The San Jose, Calif.-based company sells software called Cassatt Collage that governs how software applications run on a pool of servers. A new option called the Web Automation Module extends to software running on Java application servers.

Cassatt is one of a host of start-ups and established computing powers embracing virtualization, which substitutes a virtual foundation for software rather than the real one it's designed to use.

Virtualized hardware, for example, can make it easier to use servers more efficiently by running multiple operating systems simultaneously. Cassatt's software steps in a layer above that, though, controlling higher-level software and letting it be moved from one machine to another.

Cassatt's new module takes advantage of the fact that Sun Microsystems' Java software already employs virtualization, said Rich Green, a former Sun Microsystems employee and now executive vice president of products.

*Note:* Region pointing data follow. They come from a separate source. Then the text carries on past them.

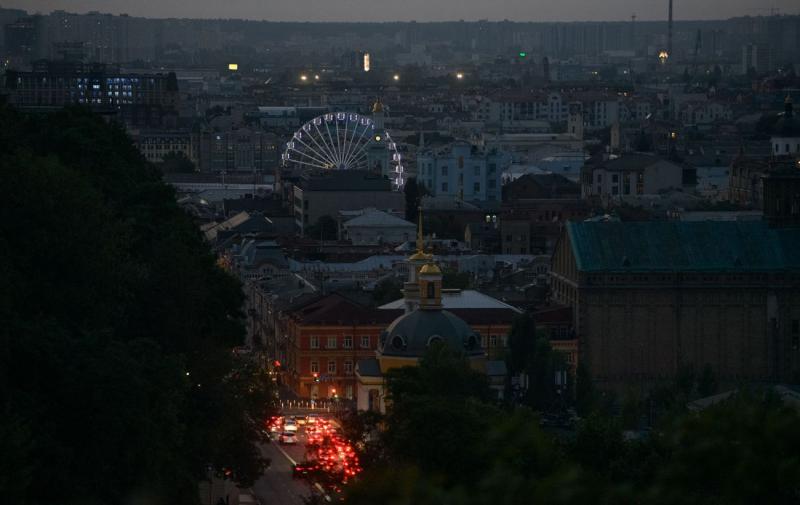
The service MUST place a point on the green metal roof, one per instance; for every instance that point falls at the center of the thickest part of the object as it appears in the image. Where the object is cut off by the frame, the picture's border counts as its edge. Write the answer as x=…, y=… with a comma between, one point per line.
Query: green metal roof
x=670, y=246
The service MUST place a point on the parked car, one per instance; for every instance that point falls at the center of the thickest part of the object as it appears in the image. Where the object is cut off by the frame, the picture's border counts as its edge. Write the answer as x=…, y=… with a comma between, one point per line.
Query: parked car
x=304, y=469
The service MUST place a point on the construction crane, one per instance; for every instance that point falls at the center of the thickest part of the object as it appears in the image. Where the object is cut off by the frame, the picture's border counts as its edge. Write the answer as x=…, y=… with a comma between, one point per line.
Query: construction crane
x=669, y=31
x=773, y=11
x=697, y=42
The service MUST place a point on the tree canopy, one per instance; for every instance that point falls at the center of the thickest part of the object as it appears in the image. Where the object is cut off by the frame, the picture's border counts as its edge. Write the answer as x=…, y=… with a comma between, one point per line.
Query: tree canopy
x=444, y=442
x=116, y=372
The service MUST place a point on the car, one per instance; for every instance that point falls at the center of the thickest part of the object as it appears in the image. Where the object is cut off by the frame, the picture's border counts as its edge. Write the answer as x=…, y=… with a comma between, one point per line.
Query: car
x=304, y=469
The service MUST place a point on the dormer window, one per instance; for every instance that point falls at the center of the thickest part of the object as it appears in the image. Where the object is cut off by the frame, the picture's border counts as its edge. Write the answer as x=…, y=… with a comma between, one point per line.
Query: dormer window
x=398, y=342
x=435, y=340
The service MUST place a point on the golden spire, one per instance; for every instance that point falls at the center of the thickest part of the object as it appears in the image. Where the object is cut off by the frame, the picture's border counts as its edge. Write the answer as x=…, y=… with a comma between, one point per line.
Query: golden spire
x=420, y=254
x=420, y=243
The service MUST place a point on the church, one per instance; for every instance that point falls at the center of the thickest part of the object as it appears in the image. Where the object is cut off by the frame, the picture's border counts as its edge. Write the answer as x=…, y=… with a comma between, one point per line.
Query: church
x=424, y=323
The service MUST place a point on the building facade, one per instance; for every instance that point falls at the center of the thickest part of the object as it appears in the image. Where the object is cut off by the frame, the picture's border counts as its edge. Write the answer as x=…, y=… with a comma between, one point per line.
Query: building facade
x=141, y=100
x=463, y=170
x=650, y=298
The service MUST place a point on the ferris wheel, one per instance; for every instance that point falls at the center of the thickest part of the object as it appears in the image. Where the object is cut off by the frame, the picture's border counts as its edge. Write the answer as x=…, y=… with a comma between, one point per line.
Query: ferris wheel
x=345, y=141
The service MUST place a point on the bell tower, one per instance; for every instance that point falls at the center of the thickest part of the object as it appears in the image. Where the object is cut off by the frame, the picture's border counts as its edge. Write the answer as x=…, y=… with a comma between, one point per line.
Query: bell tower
x=430, y=287
x=411, y=289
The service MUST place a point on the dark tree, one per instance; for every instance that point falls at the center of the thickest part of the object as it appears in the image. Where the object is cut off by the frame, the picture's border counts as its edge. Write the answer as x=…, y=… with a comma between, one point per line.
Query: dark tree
x=115, y=370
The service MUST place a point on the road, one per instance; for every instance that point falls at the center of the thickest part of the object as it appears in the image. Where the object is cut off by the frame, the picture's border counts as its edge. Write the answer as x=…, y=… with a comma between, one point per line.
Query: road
x=276, y=486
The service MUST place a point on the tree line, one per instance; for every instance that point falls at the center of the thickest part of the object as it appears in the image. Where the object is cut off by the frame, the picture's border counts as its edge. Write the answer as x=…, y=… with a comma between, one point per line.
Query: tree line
x=117, y=380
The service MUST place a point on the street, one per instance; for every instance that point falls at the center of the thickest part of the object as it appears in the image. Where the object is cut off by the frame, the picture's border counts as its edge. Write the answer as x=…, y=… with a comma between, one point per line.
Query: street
x=277, y=486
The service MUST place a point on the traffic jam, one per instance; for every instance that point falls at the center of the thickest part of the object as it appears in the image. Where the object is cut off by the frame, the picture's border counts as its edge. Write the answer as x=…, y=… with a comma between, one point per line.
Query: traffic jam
x=330, y=459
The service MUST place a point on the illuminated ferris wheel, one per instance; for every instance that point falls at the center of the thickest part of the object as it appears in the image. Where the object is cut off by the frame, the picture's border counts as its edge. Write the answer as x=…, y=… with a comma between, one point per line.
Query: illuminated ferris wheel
x=345, y=141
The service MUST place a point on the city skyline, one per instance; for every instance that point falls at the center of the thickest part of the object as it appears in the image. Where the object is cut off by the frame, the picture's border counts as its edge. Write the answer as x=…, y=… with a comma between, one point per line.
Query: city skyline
x=414, y=10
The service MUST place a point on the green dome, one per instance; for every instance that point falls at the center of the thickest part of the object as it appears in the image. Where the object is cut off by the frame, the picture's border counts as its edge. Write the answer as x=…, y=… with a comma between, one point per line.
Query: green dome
x=411, y=334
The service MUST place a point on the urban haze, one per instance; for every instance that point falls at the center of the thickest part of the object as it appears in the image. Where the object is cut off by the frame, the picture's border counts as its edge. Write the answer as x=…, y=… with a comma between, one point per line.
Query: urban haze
x=311, y=252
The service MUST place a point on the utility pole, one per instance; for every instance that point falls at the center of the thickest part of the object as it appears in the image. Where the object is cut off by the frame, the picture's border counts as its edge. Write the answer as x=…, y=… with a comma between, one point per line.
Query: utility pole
x=669, y=31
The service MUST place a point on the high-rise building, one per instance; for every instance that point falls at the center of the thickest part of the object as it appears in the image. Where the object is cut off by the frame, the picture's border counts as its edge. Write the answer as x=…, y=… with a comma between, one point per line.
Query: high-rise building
x=145, y=100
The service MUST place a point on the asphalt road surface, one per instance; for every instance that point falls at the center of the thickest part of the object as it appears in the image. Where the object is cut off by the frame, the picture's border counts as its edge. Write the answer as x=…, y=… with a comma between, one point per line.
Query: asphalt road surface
x=276, y=486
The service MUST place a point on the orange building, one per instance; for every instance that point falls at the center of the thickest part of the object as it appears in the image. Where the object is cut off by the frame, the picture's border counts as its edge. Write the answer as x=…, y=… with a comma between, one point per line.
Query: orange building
x=325, y=339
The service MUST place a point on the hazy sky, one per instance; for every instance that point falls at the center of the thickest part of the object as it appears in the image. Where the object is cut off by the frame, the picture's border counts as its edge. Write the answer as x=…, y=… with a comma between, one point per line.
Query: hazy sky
x=420, y=10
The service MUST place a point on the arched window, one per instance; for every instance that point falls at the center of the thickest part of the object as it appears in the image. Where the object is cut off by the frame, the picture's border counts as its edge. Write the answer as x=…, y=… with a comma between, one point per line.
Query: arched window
x=435, y=339
x=398, y=342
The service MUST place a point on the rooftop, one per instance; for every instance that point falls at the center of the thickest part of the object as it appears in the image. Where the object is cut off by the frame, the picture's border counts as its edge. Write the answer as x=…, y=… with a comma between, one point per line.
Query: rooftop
x=670, y=246
x=378, y=218
x=344, y=180
x=461, y=299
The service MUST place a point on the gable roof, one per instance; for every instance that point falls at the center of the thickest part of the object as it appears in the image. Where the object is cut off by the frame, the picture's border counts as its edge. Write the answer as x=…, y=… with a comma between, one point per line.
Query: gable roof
x=378, y=218
x=671, y=246
x=336, y=309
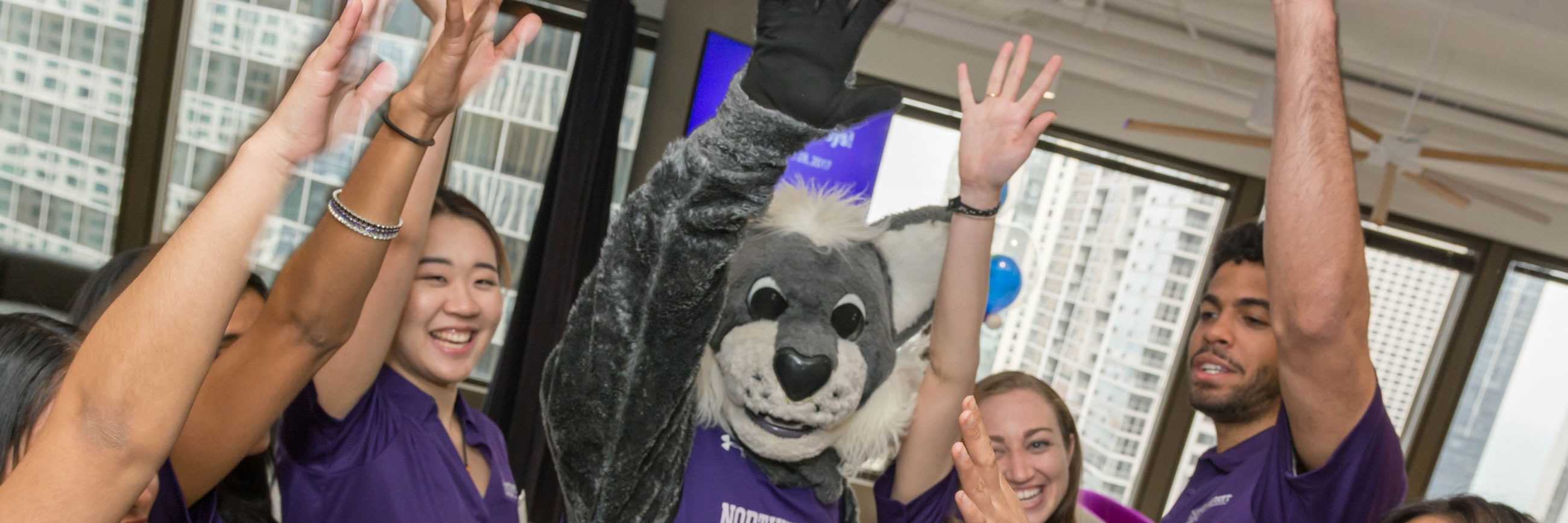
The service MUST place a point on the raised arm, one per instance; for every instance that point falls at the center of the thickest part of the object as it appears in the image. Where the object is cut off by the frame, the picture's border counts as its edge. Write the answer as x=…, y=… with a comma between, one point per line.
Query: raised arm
x=1318, y=275
x=135, y=376
x=994, y=139
x=618, y=390
x=322, y=290
x=350, y=373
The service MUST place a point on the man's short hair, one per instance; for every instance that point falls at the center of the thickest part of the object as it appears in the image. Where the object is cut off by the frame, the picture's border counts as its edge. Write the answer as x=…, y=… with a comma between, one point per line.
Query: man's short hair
x=1239, y=244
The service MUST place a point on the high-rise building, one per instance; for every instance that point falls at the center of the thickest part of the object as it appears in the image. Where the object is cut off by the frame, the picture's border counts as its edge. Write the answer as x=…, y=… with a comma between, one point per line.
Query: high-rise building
x=1114, y=269
x=1484, y=390
x=242, y=57
x=68, y=74
x=1551, y=495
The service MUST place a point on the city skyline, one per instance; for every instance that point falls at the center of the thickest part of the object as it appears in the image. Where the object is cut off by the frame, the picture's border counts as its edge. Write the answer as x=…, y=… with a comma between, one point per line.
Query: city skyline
x=239, y=63
x=66, y=85
x=1119, y=261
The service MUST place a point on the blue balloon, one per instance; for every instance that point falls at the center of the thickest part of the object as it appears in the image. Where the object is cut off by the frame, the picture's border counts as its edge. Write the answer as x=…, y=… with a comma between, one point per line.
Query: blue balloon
x=1007, y=280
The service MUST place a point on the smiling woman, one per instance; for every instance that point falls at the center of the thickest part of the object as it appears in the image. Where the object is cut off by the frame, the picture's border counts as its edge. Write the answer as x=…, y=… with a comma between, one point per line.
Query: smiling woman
x=1035, y=442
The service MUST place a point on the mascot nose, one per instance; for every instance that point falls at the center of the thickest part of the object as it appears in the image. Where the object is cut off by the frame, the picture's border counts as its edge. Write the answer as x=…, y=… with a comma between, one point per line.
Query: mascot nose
x=800, y=374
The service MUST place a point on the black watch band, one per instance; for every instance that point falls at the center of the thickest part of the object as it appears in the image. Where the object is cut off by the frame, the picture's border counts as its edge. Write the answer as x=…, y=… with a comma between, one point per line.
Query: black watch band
x=960, y=208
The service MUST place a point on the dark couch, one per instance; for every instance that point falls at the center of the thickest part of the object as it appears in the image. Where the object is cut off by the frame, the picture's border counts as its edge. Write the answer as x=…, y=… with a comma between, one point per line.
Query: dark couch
x=33, y=282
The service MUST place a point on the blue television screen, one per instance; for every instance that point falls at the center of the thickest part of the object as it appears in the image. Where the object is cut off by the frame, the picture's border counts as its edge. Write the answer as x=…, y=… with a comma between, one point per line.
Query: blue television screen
x=846, y=157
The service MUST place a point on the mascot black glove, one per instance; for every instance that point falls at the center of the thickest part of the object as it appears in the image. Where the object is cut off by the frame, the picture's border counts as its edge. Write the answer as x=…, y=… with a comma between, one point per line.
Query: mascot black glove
x=805, y=57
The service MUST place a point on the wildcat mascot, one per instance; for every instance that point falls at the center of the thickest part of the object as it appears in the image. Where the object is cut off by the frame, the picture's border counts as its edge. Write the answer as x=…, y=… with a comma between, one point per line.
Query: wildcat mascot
x=736, y=350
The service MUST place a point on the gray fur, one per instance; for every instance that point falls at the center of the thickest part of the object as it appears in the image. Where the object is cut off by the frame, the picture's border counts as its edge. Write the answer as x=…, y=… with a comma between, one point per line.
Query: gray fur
x=673, y=279
x=617, y=391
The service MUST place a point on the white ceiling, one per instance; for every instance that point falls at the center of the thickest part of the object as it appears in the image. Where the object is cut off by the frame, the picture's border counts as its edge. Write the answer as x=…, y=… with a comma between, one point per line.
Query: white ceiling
x=1499, y=68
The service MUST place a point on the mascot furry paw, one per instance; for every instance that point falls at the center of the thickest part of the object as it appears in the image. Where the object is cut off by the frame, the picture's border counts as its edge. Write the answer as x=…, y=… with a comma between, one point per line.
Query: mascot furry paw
x=736, y=350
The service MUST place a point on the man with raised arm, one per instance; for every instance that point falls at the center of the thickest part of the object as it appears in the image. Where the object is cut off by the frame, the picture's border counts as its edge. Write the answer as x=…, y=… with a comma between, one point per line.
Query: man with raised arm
x=1280, y=357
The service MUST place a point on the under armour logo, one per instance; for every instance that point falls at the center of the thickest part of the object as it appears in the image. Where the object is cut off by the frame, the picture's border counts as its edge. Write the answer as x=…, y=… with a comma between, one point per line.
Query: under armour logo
x=841, y=139
x=1217, y=501
x=730, y=443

Each Java program already runs in a software environment called a Java virtual machine.

Cassatt's new module controls Java software by assigning new computing resources if performance isn't up to preset levels or moving it to a new machine if the one it's running on fails. It also lets administrators pool Java server resources into a central resource, replacing large numbers of underutilized servers with fewer machines running closer to top capacity. "We're seeing server consolidation numbers of about five to one," Green said.

The product is certified to work with BEA Systems' Java software foundation, WebLogic, but later will expand to other Java application servers including JBoss and IBM's WebSphere. The order is no surprise: A Cassatt founder, Bill Coleman, also helped launch BEA.

Cassatt's control software costs about $100,000 for a 40-server pool. Adding the Web Automation Module increases the cost by about $5,000 per server, the company said.

The company has about 100 employees now, 20 in Colorado who had been members of Sun's N1 automation software team that Cassatt hired en masse, Green said.